28 鋳 造 工 学 第 92 巻(2020)第 1 号

  受付日:平成31年4月19日,受理日:令和元年10月2日

*

*2

*3

(株)MRDC   MRDC Ltd.

(株)豊田自動織機   TOYOTA Industries Corporation

アイシン ・ エィ ・ ダブリュ(株)   AISIN AW Co., Ltd.

技術報告AC4CHに1%Cuを添加した合金の

共晶Si相改良処理におけるSr/P比の影響

森 中 真 行*  飯牟礼貴志*2

仁 科 芳 彦*2  豊 田 充 潤*3

Technical PaperJ. JFS, Vol. 92, No. 1(2020)pp. 028~034DOI : 10.11279 / jfes.92.028

Influence of Sr/P Ratio on Modification of Aluminum Alloy with 1%Cu Added to JIS AC4CH

Mayuki Morinaka*, Takashi Iimure*2, Yoshihiko Nishina*2 and Michihiro Toyoda*3

 In hypoeutectic Al-Si alloys, modification treatment is performed to improve mechanical properties and improve shrink-age. However, the Sr / P ratio at the time of improvement has not been clarified. Therefore, in this report, thermal analysis was performed while varying P and Sr to clarify the influence of the Sr / P ratio on the modification treatment while observ-ing the microstructures of the allys. As a result, it was revealed that the Sr/P ratio of modified alloy structures more or less agrees with the stoichiometric ratio of Sr3P2.

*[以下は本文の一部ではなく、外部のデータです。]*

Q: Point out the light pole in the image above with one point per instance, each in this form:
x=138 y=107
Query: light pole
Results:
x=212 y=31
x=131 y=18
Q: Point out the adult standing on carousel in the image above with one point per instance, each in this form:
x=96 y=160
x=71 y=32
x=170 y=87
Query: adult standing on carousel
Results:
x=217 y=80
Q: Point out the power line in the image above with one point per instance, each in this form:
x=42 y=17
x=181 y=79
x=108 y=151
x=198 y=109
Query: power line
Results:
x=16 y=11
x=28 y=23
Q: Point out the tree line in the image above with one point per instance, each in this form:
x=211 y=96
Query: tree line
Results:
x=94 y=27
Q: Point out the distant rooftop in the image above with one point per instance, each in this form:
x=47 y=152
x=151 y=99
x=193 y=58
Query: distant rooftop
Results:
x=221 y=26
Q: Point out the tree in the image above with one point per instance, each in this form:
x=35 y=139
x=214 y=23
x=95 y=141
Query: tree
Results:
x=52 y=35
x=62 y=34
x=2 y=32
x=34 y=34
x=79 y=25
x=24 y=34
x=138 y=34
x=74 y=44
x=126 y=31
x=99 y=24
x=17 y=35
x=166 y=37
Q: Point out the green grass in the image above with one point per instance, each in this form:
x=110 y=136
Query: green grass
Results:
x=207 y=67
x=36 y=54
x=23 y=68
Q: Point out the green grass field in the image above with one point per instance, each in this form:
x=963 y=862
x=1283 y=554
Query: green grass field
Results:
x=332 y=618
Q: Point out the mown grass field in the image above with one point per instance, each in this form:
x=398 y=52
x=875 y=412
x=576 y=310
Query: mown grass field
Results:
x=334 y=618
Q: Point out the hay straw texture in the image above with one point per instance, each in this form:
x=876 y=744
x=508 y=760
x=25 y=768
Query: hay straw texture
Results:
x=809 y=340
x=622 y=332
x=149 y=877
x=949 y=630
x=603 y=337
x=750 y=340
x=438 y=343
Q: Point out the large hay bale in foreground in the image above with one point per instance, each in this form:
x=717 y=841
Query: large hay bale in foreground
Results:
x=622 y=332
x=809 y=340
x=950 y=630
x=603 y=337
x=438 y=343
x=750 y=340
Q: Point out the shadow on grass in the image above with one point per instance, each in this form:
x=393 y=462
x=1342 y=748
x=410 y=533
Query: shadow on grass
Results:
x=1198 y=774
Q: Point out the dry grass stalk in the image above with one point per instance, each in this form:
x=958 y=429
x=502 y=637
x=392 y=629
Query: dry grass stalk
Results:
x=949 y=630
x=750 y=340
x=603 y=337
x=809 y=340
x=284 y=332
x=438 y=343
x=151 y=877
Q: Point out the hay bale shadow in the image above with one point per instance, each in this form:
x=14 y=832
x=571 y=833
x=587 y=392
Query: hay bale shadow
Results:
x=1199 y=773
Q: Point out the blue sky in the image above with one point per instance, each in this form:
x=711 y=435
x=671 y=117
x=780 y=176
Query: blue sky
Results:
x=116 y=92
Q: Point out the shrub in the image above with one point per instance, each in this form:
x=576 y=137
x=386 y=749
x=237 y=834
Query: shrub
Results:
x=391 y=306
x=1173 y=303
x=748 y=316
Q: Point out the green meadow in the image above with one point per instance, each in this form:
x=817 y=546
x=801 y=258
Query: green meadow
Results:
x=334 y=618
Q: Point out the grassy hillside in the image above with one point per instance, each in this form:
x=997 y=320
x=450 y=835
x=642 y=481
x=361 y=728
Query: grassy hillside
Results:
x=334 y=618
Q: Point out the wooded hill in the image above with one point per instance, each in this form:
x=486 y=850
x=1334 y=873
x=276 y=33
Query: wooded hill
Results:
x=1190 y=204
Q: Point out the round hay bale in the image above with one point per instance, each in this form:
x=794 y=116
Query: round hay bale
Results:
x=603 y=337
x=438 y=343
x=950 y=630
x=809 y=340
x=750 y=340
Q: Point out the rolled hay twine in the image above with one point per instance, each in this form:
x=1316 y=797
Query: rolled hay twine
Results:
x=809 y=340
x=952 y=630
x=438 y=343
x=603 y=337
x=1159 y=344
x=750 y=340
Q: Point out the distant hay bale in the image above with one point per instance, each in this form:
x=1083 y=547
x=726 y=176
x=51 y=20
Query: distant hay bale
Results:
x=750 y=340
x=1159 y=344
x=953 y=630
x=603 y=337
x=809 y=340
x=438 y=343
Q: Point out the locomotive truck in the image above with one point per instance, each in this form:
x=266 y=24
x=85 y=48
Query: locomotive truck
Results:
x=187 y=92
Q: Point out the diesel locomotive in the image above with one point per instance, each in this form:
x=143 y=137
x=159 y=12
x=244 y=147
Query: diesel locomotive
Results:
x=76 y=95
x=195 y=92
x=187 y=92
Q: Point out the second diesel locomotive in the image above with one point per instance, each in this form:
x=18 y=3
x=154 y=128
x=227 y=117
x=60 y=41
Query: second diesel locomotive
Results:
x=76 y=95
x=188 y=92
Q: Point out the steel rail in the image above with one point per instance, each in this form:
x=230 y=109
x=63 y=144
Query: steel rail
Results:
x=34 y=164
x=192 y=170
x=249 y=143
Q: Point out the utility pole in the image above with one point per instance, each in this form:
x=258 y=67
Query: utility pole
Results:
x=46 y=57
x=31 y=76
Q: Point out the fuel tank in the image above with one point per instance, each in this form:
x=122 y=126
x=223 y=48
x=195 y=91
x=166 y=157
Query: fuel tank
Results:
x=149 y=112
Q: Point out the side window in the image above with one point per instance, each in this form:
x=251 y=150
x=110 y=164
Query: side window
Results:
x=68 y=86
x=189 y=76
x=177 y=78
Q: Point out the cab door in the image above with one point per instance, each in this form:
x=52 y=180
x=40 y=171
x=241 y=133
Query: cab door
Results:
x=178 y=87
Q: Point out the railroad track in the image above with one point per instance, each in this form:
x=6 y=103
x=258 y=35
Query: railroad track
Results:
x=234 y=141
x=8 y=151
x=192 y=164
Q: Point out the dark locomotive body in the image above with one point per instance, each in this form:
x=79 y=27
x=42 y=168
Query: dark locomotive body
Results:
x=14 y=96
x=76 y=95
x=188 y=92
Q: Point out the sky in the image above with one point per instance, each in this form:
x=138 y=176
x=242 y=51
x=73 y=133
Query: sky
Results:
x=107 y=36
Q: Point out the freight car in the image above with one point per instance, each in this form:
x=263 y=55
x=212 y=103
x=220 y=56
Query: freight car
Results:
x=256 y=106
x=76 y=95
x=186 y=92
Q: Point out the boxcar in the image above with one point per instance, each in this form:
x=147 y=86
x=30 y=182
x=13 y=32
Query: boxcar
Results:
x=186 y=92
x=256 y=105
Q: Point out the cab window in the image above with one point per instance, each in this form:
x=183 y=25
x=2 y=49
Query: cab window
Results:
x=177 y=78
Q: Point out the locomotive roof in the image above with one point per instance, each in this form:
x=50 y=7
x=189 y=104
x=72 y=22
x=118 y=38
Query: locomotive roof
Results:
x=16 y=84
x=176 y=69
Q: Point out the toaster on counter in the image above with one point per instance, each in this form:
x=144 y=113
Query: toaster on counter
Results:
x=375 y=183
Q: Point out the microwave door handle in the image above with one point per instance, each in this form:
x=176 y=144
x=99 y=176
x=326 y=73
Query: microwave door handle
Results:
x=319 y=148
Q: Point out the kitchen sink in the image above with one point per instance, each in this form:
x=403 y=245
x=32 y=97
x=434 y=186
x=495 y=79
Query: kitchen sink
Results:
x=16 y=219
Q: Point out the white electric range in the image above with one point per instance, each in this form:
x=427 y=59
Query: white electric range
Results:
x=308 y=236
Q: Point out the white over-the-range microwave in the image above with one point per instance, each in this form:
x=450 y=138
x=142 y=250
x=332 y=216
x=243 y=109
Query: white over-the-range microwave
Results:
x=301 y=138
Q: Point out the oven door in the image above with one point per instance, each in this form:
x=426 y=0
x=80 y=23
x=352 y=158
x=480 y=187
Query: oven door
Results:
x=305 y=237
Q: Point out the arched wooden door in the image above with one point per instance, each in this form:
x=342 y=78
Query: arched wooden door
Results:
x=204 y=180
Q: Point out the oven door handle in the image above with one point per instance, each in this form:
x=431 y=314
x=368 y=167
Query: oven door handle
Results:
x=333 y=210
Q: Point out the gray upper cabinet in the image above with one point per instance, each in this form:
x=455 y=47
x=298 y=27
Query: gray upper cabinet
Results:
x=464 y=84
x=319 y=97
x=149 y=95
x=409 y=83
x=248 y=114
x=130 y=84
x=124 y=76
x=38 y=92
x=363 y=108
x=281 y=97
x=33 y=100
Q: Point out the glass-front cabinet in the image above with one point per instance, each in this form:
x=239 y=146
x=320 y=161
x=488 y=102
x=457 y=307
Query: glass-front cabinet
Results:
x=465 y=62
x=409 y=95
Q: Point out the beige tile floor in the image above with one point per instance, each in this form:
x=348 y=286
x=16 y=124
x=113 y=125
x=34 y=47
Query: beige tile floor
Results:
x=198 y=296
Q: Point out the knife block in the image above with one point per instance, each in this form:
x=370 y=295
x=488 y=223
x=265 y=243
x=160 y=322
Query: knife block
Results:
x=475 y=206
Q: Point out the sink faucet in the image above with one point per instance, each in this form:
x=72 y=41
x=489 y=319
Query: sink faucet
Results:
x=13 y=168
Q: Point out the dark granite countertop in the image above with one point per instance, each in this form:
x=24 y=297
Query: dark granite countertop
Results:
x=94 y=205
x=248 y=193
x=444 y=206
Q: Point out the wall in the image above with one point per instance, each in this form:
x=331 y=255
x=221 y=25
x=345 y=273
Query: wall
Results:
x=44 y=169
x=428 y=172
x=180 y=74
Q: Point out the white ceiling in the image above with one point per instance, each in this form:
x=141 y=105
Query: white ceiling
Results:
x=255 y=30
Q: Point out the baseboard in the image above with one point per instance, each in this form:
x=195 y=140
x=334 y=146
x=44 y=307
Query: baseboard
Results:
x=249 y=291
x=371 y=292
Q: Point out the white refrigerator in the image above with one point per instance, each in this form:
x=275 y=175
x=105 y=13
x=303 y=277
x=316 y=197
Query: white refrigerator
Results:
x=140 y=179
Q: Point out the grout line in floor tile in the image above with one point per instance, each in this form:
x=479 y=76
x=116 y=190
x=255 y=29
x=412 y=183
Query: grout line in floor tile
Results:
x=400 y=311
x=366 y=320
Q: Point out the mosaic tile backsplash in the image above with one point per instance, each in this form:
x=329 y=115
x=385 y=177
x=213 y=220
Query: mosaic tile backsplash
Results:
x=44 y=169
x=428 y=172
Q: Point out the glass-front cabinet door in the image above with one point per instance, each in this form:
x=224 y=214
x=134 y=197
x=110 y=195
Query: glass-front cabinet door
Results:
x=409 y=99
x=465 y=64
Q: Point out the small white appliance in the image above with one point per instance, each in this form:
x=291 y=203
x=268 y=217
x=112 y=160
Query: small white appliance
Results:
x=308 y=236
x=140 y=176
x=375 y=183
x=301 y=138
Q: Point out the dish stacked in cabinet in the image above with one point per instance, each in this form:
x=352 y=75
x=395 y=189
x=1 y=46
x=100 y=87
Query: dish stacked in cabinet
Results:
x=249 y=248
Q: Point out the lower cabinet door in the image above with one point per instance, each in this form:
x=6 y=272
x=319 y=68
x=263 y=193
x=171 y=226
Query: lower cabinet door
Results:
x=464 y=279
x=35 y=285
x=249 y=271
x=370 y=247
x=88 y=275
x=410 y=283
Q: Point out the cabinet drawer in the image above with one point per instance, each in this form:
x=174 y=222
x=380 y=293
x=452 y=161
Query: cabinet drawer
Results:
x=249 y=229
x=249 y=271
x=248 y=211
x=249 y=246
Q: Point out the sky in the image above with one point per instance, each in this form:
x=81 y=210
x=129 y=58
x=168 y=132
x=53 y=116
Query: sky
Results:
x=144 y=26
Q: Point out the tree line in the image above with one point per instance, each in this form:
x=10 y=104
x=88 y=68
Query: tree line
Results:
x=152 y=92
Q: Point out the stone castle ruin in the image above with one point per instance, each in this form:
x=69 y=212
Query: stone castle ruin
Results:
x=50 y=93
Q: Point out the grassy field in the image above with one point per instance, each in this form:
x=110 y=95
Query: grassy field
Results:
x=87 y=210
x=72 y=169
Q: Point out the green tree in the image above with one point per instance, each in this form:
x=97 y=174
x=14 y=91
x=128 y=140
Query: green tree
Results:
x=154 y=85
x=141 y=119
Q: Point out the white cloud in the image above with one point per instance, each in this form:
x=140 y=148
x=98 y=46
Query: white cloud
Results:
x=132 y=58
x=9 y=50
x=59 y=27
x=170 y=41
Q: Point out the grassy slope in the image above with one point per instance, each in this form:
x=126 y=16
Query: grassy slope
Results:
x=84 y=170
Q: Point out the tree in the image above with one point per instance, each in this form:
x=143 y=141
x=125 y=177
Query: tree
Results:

Keywords : Al-Si alloy, thermal analysis, under cooling, modification, Sr/P ratio

 1.緒  言

 近年,自動車や産業用車両などに,軽量化が求められ続

けている.そのため,アルミニウム合金を使用した部品

が多く用いられている.それらのうち,複雑な形状を付

与する部品には鋳造法が使用されている.この場合,初

晶 α-Al 相を主体とするいわゆる固溶体型合金では流動性,

割れ性,ひけ性などに不具合が生じる.そこで歴史的に,

体積率で半分程度が共晶である亜共晶 Al-Si 系合金が多く

使用されている.

 しかしながら,例えば Al-7%Si 合金における共晶 Si 相

の形態は,P 量が 2ppm 以下であれば微細な棒状 1) である

ものの,3ppm 以上の場合には粗大な板状になる 2).すると,

鋳物の靭性が低下する 3).そこで,100 年前から Na や Sr

を添加する改良処理が行われている 4).この処理により,

共晶 Si 相の形態は板状から棒状に変化する 5).その結果,

靭性を向上させることが可能になる.

 ところで,改良処理を行うと靭性の向上だけでなく,ひ

け性も向上する場合がある 5).すなわち,改良処理により,

溶湯補給が困難な内びけ型から,溶湯補給が容易な外びけ

型に変化する 6).また,耐圧性を低下させるざく巣が低減

する.ざく巣は,溶湯中の AlP を核物質として多量の共晶

セルが等軸状に成長した際,それらの間隙の残留液相が凝

固収縮することにより形成されるものと考えられている 7).

これを防止するために Srを添加することが行われている 8).

これにより,溶湯中で生成して成長する共晶セルはなくな

り,鋳型壁で熱的過冷により核生成した数少ない共晶セル

が,内部に向かって方向性を持ちながら成長するようにな

る 1, 9).この場合,共晶セルはミクロ的に凝固収縮しながら,

マクロ的には一方向 (凝固収縮の逆方向) に成長している

ものと捉えることができる.すると,適正に押し湯が設け

られていれば,成長方向の前方には常に溶湯が存在する.

その結果,ミクロ的な凝固収縮を常に補償することが可能

になる.その結果,ざく巣が形成されにくいことが知られ

ている 10).よって,改良処理を行うと,ひけ性も向上する

場合がある 11).

 改良処理に関して,Fig. 1 はミクロ組織の限度見本

(Modification Rating 12) (以下,MR と略す) を示している.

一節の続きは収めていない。